The recommendation was to extract the supernumerary teeth before beginning the orthodontic treatment. After surgery, photographs, radiographs, and plaster casts were obtained ( Figs 2-5 ).
Fundamentally, we did not believe that there was another treatment alternative than extracting the supernumerary teeth and gradually guiding the maxillary anterior teeth, as they were erupting, to their correct positions. One point that could be questioned is whether the palatal expansion with a modified Haas appliance was needed. The patient did not have a maxillary transverse deficiency, but we decided to use the expander to give more room for the teeth to erupt. In this situation, the treatment options could also be to (1) extract the supernumerary teeth, wait for spontaneous eruption of the impacted teeth, and start orthodontic treatment, gradually implementing complete fixed orthodontic appliances during the eruption of the permanent teeth; or (2) remove the supernumerary teeth, start maxillary rapid expansion with a modified Haas appliance, and incrementally place edgewise brackets to gradually guide the impacted teeth to their correct positions. After careful consideration, the second alternative was chosen.
The first step was to remove the etiologic factor. The patient underwent 2 surgeries to remove the supernumerary teeth. The left supernumerary was removed at a private dental office, and the right one was removed during an adenoidectomy performed at a surgical center.
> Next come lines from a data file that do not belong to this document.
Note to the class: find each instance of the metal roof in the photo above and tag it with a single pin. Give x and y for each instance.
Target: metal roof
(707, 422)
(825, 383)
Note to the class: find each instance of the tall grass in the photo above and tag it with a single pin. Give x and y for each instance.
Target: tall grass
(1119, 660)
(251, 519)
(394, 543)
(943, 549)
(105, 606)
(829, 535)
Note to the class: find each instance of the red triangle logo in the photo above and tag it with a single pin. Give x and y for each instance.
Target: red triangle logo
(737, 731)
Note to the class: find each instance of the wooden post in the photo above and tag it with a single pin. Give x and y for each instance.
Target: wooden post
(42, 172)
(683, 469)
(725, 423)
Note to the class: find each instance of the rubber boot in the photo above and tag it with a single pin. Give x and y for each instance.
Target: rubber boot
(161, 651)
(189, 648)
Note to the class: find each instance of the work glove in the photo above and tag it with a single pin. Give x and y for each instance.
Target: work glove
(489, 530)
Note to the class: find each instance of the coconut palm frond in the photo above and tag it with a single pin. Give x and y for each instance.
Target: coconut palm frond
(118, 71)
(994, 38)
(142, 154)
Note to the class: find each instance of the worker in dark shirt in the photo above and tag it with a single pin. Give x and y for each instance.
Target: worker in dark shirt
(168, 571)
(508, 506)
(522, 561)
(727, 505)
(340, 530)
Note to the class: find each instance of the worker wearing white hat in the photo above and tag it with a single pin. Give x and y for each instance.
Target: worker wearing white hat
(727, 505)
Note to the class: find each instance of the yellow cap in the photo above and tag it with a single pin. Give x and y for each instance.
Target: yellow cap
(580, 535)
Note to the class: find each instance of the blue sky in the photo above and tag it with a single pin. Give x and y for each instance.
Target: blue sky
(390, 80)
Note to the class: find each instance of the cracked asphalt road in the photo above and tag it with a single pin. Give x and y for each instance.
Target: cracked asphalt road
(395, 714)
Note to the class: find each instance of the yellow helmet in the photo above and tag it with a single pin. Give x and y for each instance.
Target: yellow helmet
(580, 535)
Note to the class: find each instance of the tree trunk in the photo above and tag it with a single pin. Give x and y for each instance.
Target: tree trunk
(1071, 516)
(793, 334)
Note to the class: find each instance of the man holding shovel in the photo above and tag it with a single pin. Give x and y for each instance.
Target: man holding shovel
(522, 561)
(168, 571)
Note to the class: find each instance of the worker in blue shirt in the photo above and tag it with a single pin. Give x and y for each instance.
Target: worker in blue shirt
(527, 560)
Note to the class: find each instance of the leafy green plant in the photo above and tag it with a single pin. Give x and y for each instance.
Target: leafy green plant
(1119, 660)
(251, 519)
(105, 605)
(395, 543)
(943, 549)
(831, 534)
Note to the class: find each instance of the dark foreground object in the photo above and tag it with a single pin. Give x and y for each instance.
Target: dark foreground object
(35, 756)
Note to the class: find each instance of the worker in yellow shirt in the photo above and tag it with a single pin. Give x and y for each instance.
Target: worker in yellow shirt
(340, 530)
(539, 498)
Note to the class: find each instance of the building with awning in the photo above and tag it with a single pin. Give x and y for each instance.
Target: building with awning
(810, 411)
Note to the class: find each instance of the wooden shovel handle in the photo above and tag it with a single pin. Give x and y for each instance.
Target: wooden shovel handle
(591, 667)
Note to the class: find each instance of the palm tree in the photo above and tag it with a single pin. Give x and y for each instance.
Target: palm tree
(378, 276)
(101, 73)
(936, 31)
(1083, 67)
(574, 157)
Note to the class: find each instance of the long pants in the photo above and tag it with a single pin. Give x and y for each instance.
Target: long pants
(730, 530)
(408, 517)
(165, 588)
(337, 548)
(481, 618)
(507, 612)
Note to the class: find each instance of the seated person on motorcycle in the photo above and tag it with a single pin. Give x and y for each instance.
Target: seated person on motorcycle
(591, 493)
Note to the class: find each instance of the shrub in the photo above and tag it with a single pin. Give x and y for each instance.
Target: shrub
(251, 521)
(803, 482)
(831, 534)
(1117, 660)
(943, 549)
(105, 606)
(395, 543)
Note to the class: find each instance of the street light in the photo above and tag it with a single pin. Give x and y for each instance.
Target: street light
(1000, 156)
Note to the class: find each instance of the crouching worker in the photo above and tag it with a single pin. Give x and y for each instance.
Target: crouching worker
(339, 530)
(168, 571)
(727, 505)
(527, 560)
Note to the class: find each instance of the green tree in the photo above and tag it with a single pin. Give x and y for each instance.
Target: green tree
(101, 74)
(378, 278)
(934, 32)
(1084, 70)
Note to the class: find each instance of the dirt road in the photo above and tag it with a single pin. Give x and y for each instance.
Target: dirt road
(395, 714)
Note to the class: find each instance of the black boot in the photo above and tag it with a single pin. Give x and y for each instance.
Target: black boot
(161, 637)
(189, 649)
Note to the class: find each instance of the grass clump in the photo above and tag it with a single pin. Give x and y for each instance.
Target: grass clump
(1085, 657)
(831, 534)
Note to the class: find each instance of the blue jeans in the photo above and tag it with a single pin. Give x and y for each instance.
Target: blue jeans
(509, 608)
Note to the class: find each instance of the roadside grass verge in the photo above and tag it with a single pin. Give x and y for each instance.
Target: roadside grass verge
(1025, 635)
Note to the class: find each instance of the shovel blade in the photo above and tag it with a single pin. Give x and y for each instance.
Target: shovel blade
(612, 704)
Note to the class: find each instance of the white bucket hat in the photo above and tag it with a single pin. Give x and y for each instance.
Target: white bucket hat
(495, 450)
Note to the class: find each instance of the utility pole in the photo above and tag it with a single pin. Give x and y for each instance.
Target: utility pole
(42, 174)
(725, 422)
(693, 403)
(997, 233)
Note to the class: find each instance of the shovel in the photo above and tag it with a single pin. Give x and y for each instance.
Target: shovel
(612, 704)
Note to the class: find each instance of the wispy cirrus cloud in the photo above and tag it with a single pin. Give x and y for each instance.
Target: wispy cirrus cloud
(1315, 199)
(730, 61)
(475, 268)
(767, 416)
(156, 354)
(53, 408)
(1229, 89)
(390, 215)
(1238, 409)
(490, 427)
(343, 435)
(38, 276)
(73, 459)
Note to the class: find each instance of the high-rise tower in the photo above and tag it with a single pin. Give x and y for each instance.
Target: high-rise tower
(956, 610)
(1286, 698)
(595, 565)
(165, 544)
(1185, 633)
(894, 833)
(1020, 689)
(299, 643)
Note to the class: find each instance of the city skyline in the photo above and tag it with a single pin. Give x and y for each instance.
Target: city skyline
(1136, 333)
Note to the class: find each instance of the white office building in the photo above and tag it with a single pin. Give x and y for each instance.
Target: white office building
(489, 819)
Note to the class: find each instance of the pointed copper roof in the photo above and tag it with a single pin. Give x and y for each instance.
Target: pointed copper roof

To gain space for the incisors to erupt and guide the erupted left central incisor to its position, a modified Haas appliance was built with a coil spring (0.28 in) in contact with the mesial surface of the central incisor ( Fig 6 , A ). The modified Haas appliance was activated 1 mm in the first day and 0.25 mm twice a day until the 11-mm-long screw was completely activated. During the Haas activation, the coil spring naturally displaced the left central incisor toward the left side. At the same time, 2 standard 0.022-in edgewise brackets (American Orthodontics, Sheboygan, Wis) were bonded to the maxillary left central and lateral incisors. A segmented stainless steel archwire (0.016 in) with a T-loop was inserted and activated between the left incisors until space closure was achieved ( Fig 6 , B ).